[PATCH] rs6000: Fix incorrect RTL for Power LE when removing the UNSPECS [PR106069]
Kewen.Lin
linkw@linux.ibm.com
Tue Aug 9 03:01:05 GMT 2022
Hi Xionghu,
Thanks for the fix.
on 2022/8/8 11:42, Xionghu Luo wrote:
> The native RTL expression for vec_mrghw should be same for BE and LE as
> they are register and endian-independent. So both BE and LE need
> generate exactly same RTL with index [0 4 1 5] when expanding vec_mrghw
> with vec_select and vec_concat.
>
> (set (reg:V4SI 141) (vec_select:V4SI (vec_concat:V8SI
> (subreg:V4SI (reg:V16QI 139) 0)
> (subreg:V4SI (reg:V16QI 140) 0))
> [const_int 0 4 1 5]))
>
> Then combine pass could do the nested vec_select optimization
> in simplify-rtx.c:simplify_binary_operation_1 also on both BE and LE:
>
> 21: r150:V4SI=vec_select(vec_concat(r141:V4SI,r146:V4SI),parallel [0 4 1 5])
> 24: {r151:SI=vec_select(r150:V4SI,parallel [const_int 3]);}
>
> =>
>
> 21: r150:V4SI=vec_select(vec_concat(r141:V4SI,r146:V4SI),parallel)
> 24: {r151:SI=vec_select(r146:V4SI,parallel [const_int 1]);}
>
> The endianness check need only once at ASM generation finally.
> ASM would be better due to nested vec_select simplified to simple scalar
> load.
>
> Regression tested pass for Power8{LE,BE}{32,64} and Power{9,10}LE{32,64}
Sorry, no -m32 for LE testing. I noticed the attachement in that PR didn't
include the test case (though the changelog has it), so I re-tested it
again, nothing changed. :)
> Linux(Thanks to Kewen), OK for master? Or should we revert r12-4496 to
> restore to the UNSPEC implementation?
>
I have some concern on those changed "altivec_*_direct", IMHO the suffix
"_direct" is normally to indicate the define_insn is mapped to the
corresponding hw insn directly.
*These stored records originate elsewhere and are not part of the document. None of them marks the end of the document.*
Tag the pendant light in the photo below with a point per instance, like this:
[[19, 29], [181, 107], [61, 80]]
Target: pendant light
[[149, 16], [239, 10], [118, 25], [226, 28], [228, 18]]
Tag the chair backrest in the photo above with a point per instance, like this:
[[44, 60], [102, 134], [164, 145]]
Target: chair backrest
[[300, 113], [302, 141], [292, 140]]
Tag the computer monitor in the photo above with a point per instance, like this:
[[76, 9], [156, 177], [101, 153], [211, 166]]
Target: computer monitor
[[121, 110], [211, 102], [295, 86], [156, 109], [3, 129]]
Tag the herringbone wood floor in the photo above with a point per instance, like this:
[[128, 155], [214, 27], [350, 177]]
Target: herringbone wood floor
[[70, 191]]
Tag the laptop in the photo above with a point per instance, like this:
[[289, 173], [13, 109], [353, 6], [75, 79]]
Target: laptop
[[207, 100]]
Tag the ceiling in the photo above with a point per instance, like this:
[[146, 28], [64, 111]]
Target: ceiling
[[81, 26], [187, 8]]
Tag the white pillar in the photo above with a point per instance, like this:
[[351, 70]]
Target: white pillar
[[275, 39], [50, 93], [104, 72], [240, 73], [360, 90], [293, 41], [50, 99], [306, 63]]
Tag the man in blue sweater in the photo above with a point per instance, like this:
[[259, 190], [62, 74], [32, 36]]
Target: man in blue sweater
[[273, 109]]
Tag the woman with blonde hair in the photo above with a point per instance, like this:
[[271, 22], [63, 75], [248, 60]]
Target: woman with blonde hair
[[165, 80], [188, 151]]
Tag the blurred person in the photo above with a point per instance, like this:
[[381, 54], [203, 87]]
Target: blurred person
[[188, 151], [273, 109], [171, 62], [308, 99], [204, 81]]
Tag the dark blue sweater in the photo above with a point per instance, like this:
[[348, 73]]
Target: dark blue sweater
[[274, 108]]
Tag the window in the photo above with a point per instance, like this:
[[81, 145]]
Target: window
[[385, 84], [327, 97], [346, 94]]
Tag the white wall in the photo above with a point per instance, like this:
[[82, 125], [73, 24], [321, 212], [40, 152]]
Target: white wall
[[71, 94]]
With this change, for example,
altivec_vmrghb_direct can be mapped into vmrghb or vmrglb, this looks
misleading. Maybe we can add the corresponding _direct_le and _direct_be
versions, both are mapped into the same insn but have different RTL
patterns. Looking forward to Segher's and David's suggestions.
> gcc/ChangeLog:
> PR target/106069
> * config/rs6000/altivec.md (altivec_vmrghb): Emit same native
> RTL for BE and LE.
> (altivec_vmrghh): Likewise.
> (altivec_vmrghw): Likewise.
> (*altivec_vmrghsf): Adjust.
> (altivec_vmrglb): Likewise.
> (altivec_vmrglh): Likewise.
> (altivec_vmrglw): Likewise.
> (*altivec_vmrglsf): Adjust.
> (altivec_vmrghb_direct): Emit different ASM for BE and LE.
> (altivec_vmrghh_direct): Likewise.
> (altivec_vmrghw_direct_<mode>): Likewise.
> (altivec_vmrglb_direct): Likewise.
> (altivec_vmrglh_direct): Likewise.
> (altivec_vmrglw_direct_<mode>): Likewise.
> (vec_widen_smult_hi_v16qi): Adjust.
> (vec_widen_smult_lo_v16qi): Adjust.
> (vec_widen_umult_hi_v16qi): Adjust.
> (vec_widen_umult_lo_v16qi): Adjust.
> (vec_widen_smult_hi_v8hi): Adjust.
> (vec_widen_smult_lo_v8hi): Adjust.
> (vec_widen_umult_hi_v8hi): Adjust.
> (vec_widen_umult_lo_v8hi): Adjust.
> * config/rs6000/rs6000.cc (altivec_expand_vec_perm_const): Emit same
> native RTL for BE and LE.
> * config/rs6000/vsx.md (vsx_xxmrghw_<mode>): Likewise.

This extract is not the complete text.